Reading by Example: Valerius Maximus and the Historiography of Exempla by Anonim Pdf
From footnote-fodder to intellectual: Valerius Maximus, a generally under-appreciated minor author of the early first century AD emerges as a holder of distinct views on Rome's dynasty, their world, on how to behave within that world, and as an influencer of later thought both pagan and Christian.
Author : Jack J. Lennon Publisher : Cambridge University Press Page : 241 pages File Size : 50,7 Mb Release : 2014 Category : History ISBN : 9781107037908
Memorable Deeds and Sayings by Valerius Maximus Pdf
Popular in its day both as a sourcebook for writers and orators and as a guidebook for living a moral life, this remarkably rich document serves as an engaging introduction to the cultural and moral history of ancient Rome. Valerius' "thousand tales" are arranged thematically in ninety-one chapters that cover nearly every aspect of life in the ancient world, including such wide-ranging topics as military discipline, child rearing, and women lawyers. As a whole, the work gives the reader fascinating insights into what it felt like to be an ancient Roman, what the ancient Romans really believed, what their private world was like, how they related to one another, and what they did when nobody was watching.

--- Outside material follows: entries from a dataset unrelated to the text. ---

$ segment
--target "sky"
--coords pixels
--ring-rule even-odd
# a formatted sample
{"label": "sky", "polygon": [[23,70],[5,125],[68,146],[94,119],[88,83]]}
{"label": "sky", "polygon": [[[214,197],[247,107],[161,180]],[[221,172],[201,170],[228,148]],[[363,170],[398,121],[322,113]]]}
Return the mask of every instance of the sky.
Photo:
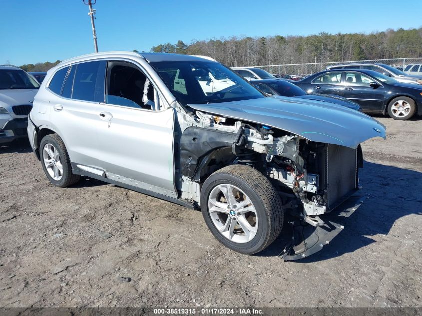
{"label": "sky", "polygon": [[[181,39],[309,35],[419,27],[421,0],[97,0],[100,51],[148,51]],[[0,64],[20,65],[94,52],[81,0],[0,0]],[[414,16],[415,18],[412,18]]]}

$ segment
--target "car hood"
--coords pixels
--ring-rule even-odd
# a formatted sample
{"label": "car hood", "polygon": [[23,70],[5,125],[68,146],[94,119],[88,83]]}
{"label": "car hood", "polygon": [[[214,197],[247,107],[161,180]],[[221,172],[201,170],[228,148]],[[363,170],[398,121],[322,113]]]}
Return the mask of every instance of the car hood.
{"label": "car hood", "polygon": [[2,89],[0,90],[0,106],[32,105],[38,89]]}
{"label": "car hood", "polygon": [[203,112],[279,128],[311,141],[352,148],[373,137],[386,139],[386,127],[378,121],[325,102],[274,96],[188,105]]}
{"label": "car hood", "polygon": [[358,103],[340,96],[330,95],[328,94],[319,94],[316,93],[315,94],[306,94],[305,95],[300,95],[297,96],[296,97],[300,98],[301,99],[306,99],[307,100],[315,100],[316,101],[322,101],[323,102],[329,102],[330,103],[334,103],[335,104],[338,104],[339,105],[346,106],[353,110],[359,110],[361,108],[361,107]]}

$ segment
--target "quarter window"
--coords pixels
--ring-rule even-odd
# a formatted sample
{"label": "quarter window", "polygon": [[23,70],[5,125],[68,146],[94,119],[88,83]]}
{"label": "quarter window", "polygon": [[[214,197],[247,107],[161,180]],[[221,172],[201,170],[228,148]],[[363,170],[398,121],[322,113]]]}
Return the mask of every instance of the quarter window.
{"label": "quarter window", "polygon": [[342,78],[342,73],[340,71],[328,72],[321,75],[316,79],[314,79],[312,83],[321,83],[322,84],[340,84]]}
{"label": "quarter window", "polygon": [[67,77],[66,78],[64,86],[63,87],[63,91],[61,92],[62,96],[64,96],[65,98],[70,98],[72,97],[73,79],[75,76],[75,70],[76,70],[76,66],[75,65],[72,66],[70,71],[67,75]]}
{"label": "quarter window", "polygon": [[76,65],[72,99],[104,102],[105,64],[101,61]]}
{"label": "quarter window", "polygon": [[415,65],[413,67],[412,67],[411,69],[411,71],[417,71],[418,69],[419,69],[419,65]]}
{"label": "quarter window", "polygon": [[53,78],[50,81],[48,88],[56,94],[60,94],[61,92],[63,82],[64,81],[64,78],[66,77],[66,74],[67,73],[68,70],[68,67],[60,69],[54,74]]}

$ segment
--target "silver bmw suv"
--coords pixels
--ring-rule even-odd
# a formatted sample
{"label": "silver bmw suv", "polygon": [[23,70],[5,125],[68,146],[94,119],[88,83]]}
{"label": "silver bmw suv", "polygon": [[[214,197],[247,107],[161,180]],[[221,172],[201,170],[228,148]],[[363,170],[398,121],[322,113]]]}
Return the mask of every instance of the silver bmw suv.
{"label": "silver bmw suv", "polygon": [[28,114],[39,87],[20,68],[0,65],[0,145],[27,137]]}
{"label": "silver bmw suv", "polygon": [[296,237],[280,251],[286,260],[320,250],[341,230],[362,202],[360,144],[386,135],[361,112],[267,97],[215,61],[167,53],[62,62],[29,119],[53,184],[87,176],[200,209],[217,240],[246,254],[271,244],[288,214]]}

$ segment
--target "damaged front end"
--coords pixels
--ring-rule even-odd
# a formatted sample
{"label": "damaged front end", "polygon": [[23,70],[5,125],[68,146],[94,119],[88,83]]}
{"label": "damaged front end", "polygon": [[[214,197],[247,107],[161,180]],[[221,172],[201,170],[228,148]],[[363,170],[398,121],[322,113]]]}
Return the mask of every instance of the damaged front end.
{"label": "damaged front end", "polygon": [[[323,138],[321,133],[313,132],[314,140],[274,124],[202,111],[187,120],[189,126],[180,140],[182,197],[199,202],[199,184],[224,165],[246,164],[259,170],[277,190],[283,211],[294,219],[288,225],[291,242],[280,254],[285,260],[321,250],[363,202],[356,194],[363,155],[356,140],[344,146],[340,139]],[[320,141],[324,139],[326,142]],[[192,194],[193,183],[197,193]]]}

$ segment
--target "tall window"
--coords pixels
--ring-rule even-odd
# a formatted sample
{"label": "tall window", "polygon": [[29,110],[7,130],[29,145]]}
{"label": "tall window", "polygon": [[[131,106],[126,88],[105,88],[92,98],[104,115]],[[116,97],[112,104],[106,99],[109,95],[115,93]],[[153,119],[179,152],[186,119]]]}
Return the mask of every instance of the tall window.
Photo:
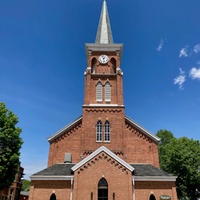
{"label": "tall window", "polygon": [[50,197],[50,200],[56,200],[56,195],[52,194],[51,197]]}
{"label": "tall window", "polygon": [[111,89],[110,89],[110,83],[106,82],[105,84],[105,101],[111,100]]}
{"label": "tall window", "polygon": [[104,125],[104,140],[110,141],[110,122],[106,121]]}
{"label": "tall window", "polygon": [[98,200],[108,200],[108,183],[105,178],[98,184]]}
{"label": "tall window", "polygon": [[99,120],[96,125],[96,140],[102,141],[102,122]]}
{"label": "tall window", "polygon": [[156,200],[156,197],[153,194],[151,194],[149,200]]}
{"label": "tall window", "polygon": [[102,84],[101,84],[101,82],[98,82],[97,86],[96,86],[96,100],[102,101]]}

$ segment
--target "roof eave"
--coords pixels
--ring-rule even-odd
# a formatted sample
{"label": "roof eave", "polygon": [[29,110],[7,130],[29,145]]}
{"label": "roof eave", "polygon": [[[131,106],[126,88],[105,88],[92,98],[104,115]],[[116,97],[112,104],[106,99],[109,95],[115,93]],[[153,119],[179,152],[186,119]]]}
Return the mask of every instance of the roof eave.
{"label": "roof eave", "polygon": [[76,120],[74,120],[73,122],[71,122],[70,124],[68,124],[67,126],[63,127],[59,131],[57,131],[55,134],[53,134],[52,136],[50,136],[48,138],[48,142],[51,142],[55,138],[59,137],[63,132],[69,130],[73,125],[75,125],[76,123],[78,123],[80,120],[82,120],[82,116],[80,116],[79,118],[77,118]]}
{"label": "roof eave", "polygon": [[146,129],[144,129],[143,127],[141,127],[140,125],[138,125],[136,122],[134,122],[132,119],[130,119],[129,117],[125,116],[125,119],[131,123],[132,125],[136,126],[140,131],[142,131],[144,134],[148,135],[151,139],[153,139],[155,142],[159,142],[160,138],[158,138],[157,136],[155,136],[154,134],[150,133],[149,131],[147,131]]}
{"label": "roof eave", "polygon": [[71,180],[74,176],[31,176],[31,181],[62,181],[62,180]]}

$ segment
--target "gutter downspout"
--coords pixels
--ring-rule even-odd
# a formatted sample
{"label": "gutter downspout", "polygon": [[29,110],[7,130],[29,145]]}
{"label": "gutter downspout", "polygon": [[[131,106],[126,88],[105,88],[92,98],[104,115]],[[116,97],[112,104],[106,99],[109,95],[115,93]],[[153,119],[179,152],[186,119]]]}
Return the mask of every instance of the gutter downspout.
{"label": "gutter downspout", "polygon": [[132,191],[133,191],[133,200],[135,200],[135,179],[132,177]]}
{"label": "gutter downspout", "polygon": [[74,177],[71,177],[71,191],[70,191],[70,200],[72,200],[72,192],[73,192],[73,184],[74,183]]}

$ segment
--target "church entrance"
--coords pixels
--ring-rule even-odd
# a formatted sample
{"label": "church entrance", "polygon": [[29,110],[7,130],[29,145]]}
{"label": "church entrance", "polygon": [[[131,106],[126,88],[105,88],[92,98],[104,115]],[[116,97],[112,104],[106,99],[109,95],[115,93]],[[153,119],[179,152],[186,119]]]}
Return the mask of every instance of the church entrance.
{"label": "church entrance", "polygon": [[108,183],[105,178],[98,184],[98,200],[108,200]]}

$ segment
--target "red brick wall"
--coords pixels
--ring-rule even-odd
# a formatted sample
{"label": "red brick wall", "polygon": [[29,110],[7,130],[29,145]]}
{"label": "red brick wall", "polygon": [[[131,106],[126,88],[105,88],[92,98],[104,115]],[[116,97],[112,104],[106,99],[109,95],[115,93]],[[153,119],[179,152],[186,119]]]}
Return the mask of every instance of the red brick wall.
{"label": "red brick wall", "polygon": [[160,181],[136,181],[135,182],[135,199],[148,200],[153,194],[157,200],[162,195],[168,195],[172,200],[177,200],[176,186],[174,182]]}
{"label": "red brick wall", "polygon": [[96,200],[98,183],[102,177],[108,182],[108,199],[113,199],[113,193],[116,200],[132,199],[131,172],[105,153],[100,153],[75,172],[73,199],[90,199],[92,192]]}
{"label": "red brick wall", "polygon": [[71,181],[31,181],[29,200],[49,200],[54,193],[56,199],[70,199]]}
{"label": "red brick wall", "polygon": [[[96,123],[110,122],[110,142],[96,142]],[[157,144],[141,131],[125,124],[123,108],[84,108],[82,125],[73,127],[50,144],[49,162],[64,162],[64,154],[72,154],[72,162],[78,163],[91,152],[105,146],[127,163],[149,163],[159,167]]]}

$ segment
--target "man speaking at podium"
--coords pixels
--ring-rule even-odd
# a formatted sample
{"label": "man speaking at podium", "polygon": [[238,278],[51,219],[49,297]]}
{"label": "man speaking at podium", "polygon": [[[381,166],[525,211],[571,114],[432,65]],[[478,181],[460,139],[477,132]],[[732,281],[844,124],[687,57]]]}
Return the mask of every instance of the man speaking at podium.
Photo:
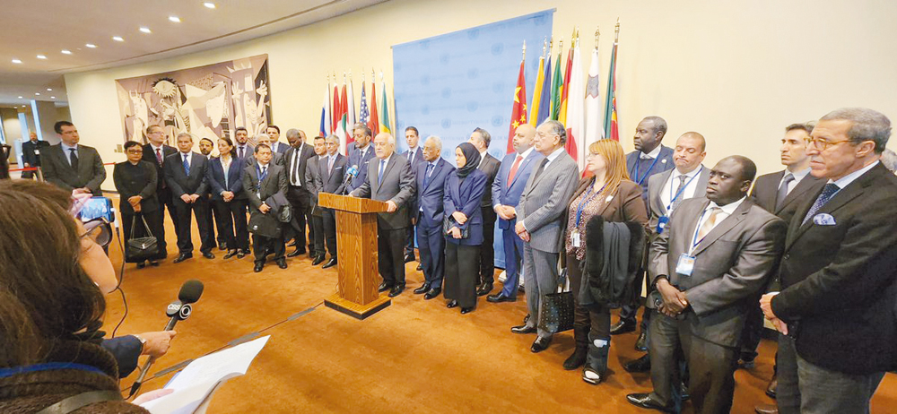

Memorable Doings and Savings V 2 L493 by Valerius Pdf
Valerius Maximus compiled his handbook of notable deeds and sayings during the reign of Tiberius (A.D. 14-37). The collection was very popular in the Renaissance and has recently attracted renewed scholarly attention. Yet to date there has been no modem English translation of Memorable Doings and Sayings. This work is now added to the Loeb Classical Library, a freshly edited Latin text facing D. R. Shackleton Bailey's pleasing and authoritative translation. Valerius arranges his instructive examples in short chapters, each focused on a particular virtue, vice, religious practice, or traditional custom -- including Omens, Dreams, Anger, Cruelty, Bravery, Fidelity, Gratitude, Friendship, Parental Love. The moral undercurrent of this collection is readily apparent. But Valerius tells us that the book's purpose is practical: he decided to select worthwhile material from famous writers so that people looking for illustrative examples might be spared the trouble of research. Whatever the author's intention, his book is an interesting source of information on Roman attitudes toward religion and moral values in the first century.